Nuno Magalhães intervinha no plenário da Assembleia da República, respondendo ao líder parlamentar do PCP, João Oliveira, depois de o CDS-PP ter dedicado a sua declaração política ao XXV Congresso centrista, que decorreu no sábado e no domingo em Oliveira do Bairro.

«Falou da moção da JP, que tem o direito de a ter, e eu tenho o direito de discordar, mas há uma coisa que tenho de dizer: não está na moção que foi aprovada do presidente do partido, não está na moção que o CDS vai executar nos próximos dois anos», afirmou Nuno Magalhães.

Magalhães respondia a João Oliveira que acusou os centristas de, também em matéria de educação, quererem «fazer regressar o país ao passado».
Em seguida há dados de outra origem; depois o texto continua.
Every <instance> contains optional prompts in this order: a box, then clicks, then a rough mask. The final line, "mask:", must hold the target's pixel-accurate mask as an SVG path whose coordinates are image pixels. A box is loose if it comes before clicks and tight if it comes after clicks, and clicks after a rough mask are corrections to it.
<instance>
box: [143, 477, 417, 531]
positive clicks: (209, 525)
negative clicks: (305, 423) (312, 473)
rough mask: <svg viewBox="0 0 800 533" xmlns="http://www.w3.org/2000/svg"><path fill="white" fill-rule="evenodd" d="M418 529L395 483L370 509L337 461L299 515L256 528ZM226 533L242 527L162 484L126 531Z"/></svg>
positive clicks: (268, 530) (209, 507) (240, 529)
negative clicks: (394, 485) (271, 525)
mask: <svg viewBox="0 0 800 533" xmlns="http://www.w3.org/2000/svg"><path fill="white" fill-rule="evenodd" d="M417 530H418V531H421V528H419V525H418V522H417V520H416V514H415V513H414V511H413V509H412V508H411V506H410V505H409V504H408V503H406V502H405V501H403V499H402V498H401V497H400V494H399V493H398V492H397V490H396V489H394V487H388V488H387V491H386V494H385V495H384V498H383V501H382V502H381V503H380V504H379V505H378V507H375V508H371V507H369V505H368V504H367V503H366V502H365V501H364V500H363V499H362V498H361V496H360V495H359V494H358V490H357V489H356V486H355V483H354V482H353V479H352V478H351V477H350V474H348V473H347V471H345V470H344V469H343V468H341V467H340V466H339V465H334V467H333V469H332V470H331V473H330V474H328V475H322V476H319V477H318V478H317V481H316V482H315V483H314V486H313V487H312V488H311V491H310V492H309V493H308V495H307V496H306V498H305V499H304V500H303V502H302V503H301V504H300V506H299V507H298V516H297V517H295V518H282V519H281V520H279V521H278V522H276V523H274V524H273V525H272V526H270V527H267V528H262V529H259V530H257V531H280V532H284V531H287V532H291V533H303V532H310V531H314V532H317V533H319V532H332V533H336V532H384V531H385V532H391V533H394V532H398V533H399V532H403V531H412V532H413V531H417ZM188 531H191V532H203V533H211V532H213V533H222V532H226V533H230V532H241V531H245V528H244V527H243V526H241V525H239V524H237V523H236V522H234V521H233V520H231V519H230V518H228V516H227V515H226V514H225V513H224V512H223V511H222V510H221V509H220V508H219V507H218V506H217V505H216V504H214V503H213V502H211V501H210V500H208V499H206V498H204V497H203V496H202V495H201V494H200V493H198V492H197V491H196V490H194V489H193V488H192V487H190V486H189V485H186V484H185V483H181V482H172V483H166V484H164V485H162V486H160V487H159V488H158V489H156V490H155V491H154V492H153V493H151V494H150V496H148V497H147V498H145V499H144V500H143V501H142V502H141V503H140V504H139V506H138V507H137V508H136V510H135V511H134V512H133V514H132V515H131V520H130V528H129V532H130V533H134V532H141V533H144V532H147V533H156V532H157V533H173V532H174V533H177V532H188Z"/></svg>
A moção da JP, que defendia o recuo do atual 12º ano para o 9º ano da escolaridade mínima obrigatória, foi apresentada ao Congresso do CDS-PP pelo presidente daquela estrutura, Miguel Pires da Silva, mas acabou por ser retirada, já que as moções de estratégia global são votadas em alternativa, tendo sido aprovada a moção do líder e vice-primeiro-ministro, Paulo Portas.